This is problem 2002 from *Mathematics Magazine*, v 82, n 4 (2009), p 313. The problem has been posted by Dorin Marghidanu and the solution by Northwestern University Math Problem Solving Group.

Problem

Let a_1, a_2, \dots, a_n be positive real numbers.
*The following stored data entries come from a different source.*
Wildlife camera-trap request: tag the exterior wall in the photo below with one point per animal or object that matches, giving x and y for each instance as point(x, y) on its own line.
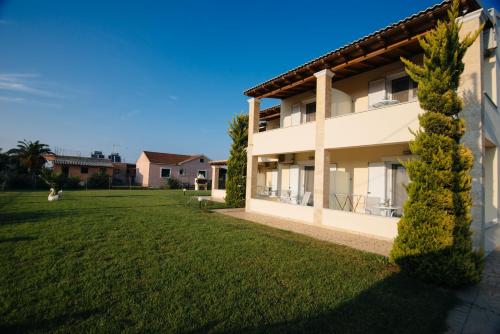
point(377, 226)
point(142, 170)
point(292, 139)
point(219, 193)
point(471, 89)
point(190, 168)
point(303, 214)
point(383, 125)
point(355, 161)
point(75, 171)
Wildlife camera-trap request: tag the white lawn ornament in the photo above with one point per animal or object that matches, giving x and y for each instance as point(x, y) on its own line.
point(53, 196)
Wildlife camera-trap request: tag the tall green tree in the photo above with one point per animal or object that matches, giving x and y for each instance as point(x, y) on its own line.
point(30, 155)
point(237, 162)
point(434, 238)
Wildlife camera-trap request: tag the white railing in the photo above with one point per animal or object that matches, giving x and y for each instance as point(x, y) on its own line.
point(363, 204)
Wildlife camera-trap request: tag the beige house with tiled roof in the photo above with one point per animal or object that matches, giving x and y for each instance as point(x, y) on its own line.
point(80, 167)
point(154, 168)
point(330, 152)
Then

\frac{a_{1}^2}{{a_1}+{a_2}} + \frac{a_{2}^2}{{a_2}+{a_3}} + \dots + \frac{a_{n-1}^2}{{a_{n-1}}+{a_n}} + \frac{a_{n}^2}{{a_n}+{a_1}} \ge \frac{1}{2}\sum_{i=1}^{n} {a_i}.

Solution

Let a_{n+1} = a_1 and introduce

S = \sum_{i=1}^{n} \frac{a_{i}^2}{{a_i}+{a_{i+1}}}, T = \sum_{i=1}^{n} \frac{a_{i+1}^2}{{a_i}+{a_{i+1}}}.

Then

S - T = \sum_{i=1}^{n} \frac{{a_{i}^2 - a_{i+1}^2}}{{a_i}+{a_{i+1}}}

so that

S - T = \sum_{i=1}^{n} (a_{i+1} - a_{i}) = 0.
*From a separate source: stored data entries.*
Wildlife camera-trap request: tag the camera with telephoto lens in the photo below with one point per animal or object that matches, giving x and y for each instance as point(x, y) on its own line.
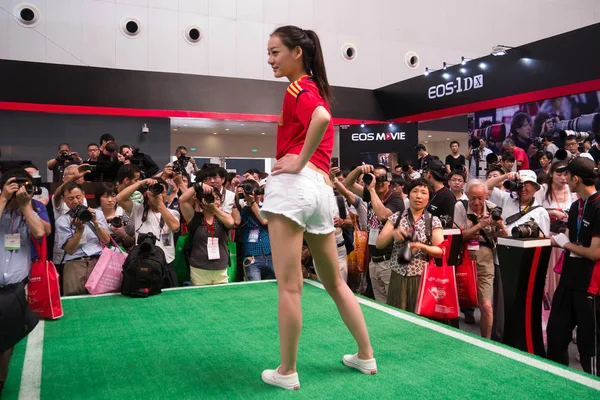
point(30, 187)
point(117, 222)
point(81, 212)
point(65, 156)
point(529, 229)
point(209, 198)
point(147, 241)
point(513, 186)
point(496, 213)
T = S. Now, for all positive x and y we have an easily proved *quadratic mean - arithmetic mean inequality*

\frac {x^2 + y^2}{x + y} \ge \frac{x + y}{2}.

Applying it to S + T gives

S + T = \sum_{i=1}^{n} \frac{a_{i}^2 + a_{i+1}^2}{a_{i} + a_{i+1}}

\ge \frac{1}{2} {\sum (a_i + a_{i+1}) = \sum {a_i}}.
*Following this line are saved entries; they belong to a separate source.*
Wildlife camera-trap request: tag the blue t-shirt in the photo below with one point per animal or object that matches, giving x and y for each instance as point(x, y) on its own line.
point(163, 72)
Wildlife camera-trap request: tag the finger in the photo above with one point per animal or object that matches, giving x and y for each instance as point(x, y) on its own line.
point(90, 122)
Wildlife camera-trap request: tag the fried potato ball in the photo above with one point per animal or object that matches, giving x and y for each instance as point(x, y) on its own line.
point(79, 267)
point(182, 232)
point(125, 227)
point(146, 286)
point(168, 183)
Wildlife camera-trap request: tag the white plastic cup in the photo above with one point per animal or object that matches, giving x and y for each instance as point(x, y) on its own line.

\ge \frac{1}{2} {\sum (a_i + a_{i+1}) = \sum {a_i}}.

Since S = T this implies the required inequality.

Alternative Solution (Stuart Mark Anderson)

Let

S = \sum_{i=1}^{n} \frac{a_{i}^2}{{a_i}+{a_{i+1}}}

as above, and reindex this cyclic sum by i \rightarrow n-i. Writing out the terms in reverse order reveals that this is T. Hence S=T, and the rest of the solution proceeds as above.